How to Build Maintainable Test Factories in Elixir and Phoenix
My takeaways from Jeffrey Matthias' recent talk.
Jeffrey Matthias, the coauthor with Andrea Leopardi of Testing Elixir: Effective and Robust Testing for Elixir and its Ecosystem, hosted a recent talk on building maintainable test factories that I had the pleasure to attend.
In this article, I hope to share my major takeaways from the talk. However, I’m still exploring these ideas, and have not put them to practice to learn for myself what works yet.
What is a Factory?
Factory refers to code that inserts data into your database, though a factory can also have additional behavior beyond that.
There’s a popular library in Elixir, ExMachina, which provides some out-of-the-box tools for quickly getting started with factories.
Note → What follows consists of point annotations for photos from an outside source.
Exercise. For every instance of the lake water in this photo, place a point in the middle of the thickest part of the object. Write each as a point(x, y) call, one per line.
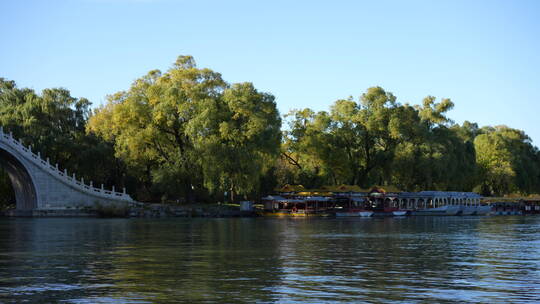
point(256, 260)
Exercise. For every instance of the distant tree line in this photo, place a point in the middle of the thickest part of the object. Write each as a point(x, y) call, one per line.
point(187, 135)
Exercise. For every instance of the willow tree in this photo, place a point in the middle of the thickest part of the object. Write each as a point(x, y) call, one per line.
point(187, 130)
point(53, 122)
point(508, 161)
point(353, 143)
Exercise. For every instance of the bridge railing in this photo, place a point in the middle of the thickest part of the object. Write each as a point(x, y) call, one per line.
point(62, 175)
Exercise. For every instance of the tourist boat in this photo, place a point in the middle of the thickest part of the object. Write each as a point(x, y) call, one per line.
point(399, 212)
point(279, 206)
point(443, 210)
point(349, 206)
point(354, 213)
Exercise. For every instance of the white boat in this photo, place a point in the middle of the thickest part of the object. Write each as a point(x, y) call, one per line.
point(443, 210)
point(354, 213)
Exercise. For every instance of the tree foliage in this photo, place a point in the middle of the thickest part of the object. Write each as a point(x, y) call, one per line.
point(187, 134)
point(188, 130)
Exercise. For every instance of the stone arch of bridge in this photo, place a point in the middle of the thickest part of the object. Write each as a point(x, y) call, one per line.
point(21, 180)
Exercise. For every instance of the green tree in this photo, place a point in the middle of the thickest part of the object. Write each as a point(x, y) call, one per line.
point(187, 130)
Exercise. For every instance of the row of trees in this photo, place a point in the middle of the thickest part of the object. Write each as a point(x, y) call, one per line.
point(187, 134)
point(377, 141)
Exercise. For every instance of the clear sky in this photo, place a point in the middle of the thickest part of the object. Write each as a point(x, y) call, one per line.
point(484, 55)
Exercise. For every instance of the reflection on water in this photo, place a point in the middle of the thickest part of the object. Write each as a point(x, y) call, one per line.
point(417, 259)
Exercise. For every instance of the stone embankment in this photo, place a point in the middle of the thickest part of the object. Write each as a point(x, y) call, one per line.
point(137, 210)
point(161, 210)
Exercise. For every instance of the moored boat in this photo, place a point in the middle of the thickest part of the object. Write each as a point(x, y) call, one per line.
point(399, 212)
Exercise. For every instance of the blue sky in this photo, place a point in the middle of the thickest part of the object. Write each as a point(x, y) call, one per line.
point(484, 55)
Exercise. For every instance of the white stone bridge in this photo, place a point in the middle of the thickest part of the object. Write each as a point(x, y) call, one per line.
point(40, 186)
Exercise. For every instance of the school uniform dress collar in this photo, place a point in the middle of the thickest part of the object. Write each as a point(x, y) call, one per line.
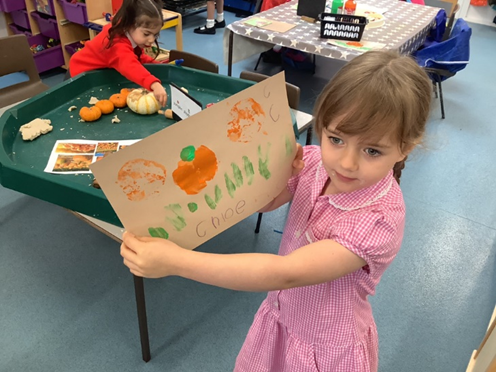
point(359, 198)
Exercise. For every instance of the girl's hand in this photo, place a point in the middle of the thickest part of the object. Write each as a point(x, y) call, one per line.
point(149, 257)
point(159, 93)
point(298, 163)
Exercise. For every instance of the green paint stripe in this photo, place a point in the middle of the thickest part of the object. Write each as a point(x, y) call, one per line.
point(218, 194)
point(158, 232)
point(210, 202)
point(249, 171)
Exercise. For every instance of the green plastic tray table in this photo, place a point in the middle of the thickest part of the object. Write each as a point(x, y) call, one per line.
point(22, 163)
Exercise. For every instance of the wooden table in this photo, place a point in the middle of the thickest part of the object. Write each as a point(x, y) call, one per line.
point(405, 29)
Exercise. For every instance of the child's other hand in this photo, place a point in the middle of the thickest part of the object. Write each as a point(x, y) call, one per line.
point(149, 257)
point(159, 93)
point(298, 163)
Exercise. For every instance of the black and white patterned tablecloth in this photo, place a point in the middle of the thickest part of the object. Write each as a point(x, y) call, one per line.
point(405, 29)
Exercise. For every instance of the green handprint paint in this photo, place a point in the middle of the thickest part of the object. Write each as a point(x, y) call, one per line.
point(178, 221)
point(158, 232)
point(263, 162)
point(210, 202)
point(188, 153)
point(238, 176)
point(249, 171)
point(231, 187)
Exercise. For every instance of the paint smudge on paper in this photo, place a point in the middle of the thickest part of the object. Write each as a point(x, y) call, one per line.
point(247, 118)
point(158, 232)
point(192, 175)
point(263, 162)
point(249, 171)
point(193, 207)
point(141, 178)
point(177, 220)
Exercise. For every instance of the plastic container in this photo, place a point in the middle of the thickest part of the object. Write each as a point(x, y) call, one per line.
point(20, 18)
point(44, 6)
point(341, 26)
point(75, 13)
point(47, 25)
point(19, 30)
point(48, 58)
point(8, 6)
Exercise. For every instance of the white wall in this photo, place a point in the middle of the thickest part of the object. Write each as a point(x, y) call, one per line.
point(476, 14)
point(3, 25)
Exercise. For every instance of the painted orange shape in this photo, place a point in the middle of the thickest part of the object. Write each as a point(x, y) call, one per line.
point(246, 120)
point(141, 178)
point(192, 176)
Alternatively, you can also build all of the functionality yourself and build your own factories.
Factories have factory methods that allow you to build or insert data structures into your database. Here’s an example factory build with ExMachina taken from their documentation.
Tests will use a factory to arrange data for your test. You can also override values specific to the test.
How Do You Build Maintainable Factories?
Now for the interesting part. How do we build maintainable factories? I have not tried these ideas out for myself yet, but I hope to soon and can definitely see the wisdom in them.
Incidental Data vs. Intentional Data.
There are two types of data in your tests.
- Intentional data is necessary for your test to pass. Intentional data should be explicitly passed in, instead of being implicitly relied upon.
- Incidental data is not critical to the test. Your data structures expect a value, but the specific value does not matter. Incidental data can be implicit and randomized.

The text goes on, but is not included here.